ASGS ARIA + 2016- The Australian Statistical Geography Standard (ASGS) Accessibility Remoteness Index of Australia (ARIA +) defines five geographical categories or remoteness areas (RAs) determined by road distance from the closest urban centre. These categories aim to capture the ease or difficulty Australians face accessing services in non-metropolitan areas [25].

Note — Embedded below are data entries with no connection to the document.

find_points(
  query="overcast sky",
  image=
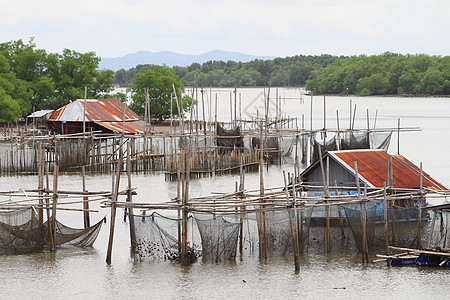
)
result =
(280, 28)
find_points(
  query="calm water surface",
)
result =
(83, 273)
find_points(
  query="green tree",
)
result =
(376, 84)
(160, 82)
(9, 108)
(432, 82)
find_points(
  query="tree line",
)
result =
(32, 79)
(363, 75)
(289, 71)
(388, 73)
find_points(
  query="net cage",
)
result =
(438, 235)
(219, 236)
(278, 227)
(348, 141)
(156, 237)
(21, 232)
(339, 232)
(211, 237)
(403, 225)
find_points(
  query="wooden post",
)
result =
(130, 200)
(419, 231)
(115, 194)
(41, 183)
(327, 196)
(55, 198)
(398, 137)
(85, 198)
(294, 239)
(386, 220)
(432, 229)
(365, 250)
(262, 223)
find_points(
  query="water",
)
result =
(83, 273)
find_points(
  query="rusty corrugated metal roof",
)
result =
(97, 110)
(373, 168)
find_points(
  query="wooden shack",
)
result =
(104, 115)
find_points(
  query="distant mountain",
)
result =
(173, 59)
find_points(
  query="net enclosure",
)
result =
(21, 232)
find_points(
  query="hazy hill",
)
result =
(173, 59)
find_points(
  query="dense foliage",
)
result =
(289, 71)
(31, 78)
(159, 82)
(388, 73)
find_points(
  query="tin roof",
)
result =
(39, 113)
(97, 110)
(373, 169)
(108, 113)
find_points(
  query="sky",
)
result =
(279, 28)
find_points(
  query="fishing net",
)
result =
(353, 213)
(16, 217)
(219, 236)
(156, 237)
(278, 228)
(21, 232)
(341, 237)
(68, 236)
(287, 145)
(402, 225)
(380, 140)
(351, 140)
(21, 235)
(329, 145)
(229, 139)
(438, 235)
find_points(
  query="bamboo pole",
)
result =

ARIA, created as a joint project between the Hugo Centre and the Australian Department of Health and Ageing in 1998, is the predecessor of the more widely used ARIA + , and continues to be developed and maintained by the Hugo Centre. ARIA + (2016 being the most recent data release) is a continuous varying index with values ranging from 0 (high accessibility) to 15 (high remoteness), based on road distance measurements from over 12,000 populated localities to the nearest service centres in five categories based on population size [24].

Rural- The term ‘rural’ within this report refers to areas outside Major cities (RA1), i.e. RA2 to RA5 of the ASGS ARIA + (2016) locations/categories. The term ‘remote’ encompasses more isolated areas, i.e. RA4 and RA5 regions.

The geographical distribution of Australia’s Remoteness areas is illustrated in Fig. S1 of Supplementary material (Fig. S1: Map of the Australian Statistical Geography Standard (ASGS) Accessibility Remoteness Index of Australia (ARIA) 2016 Remoteness Areas Australia [26]).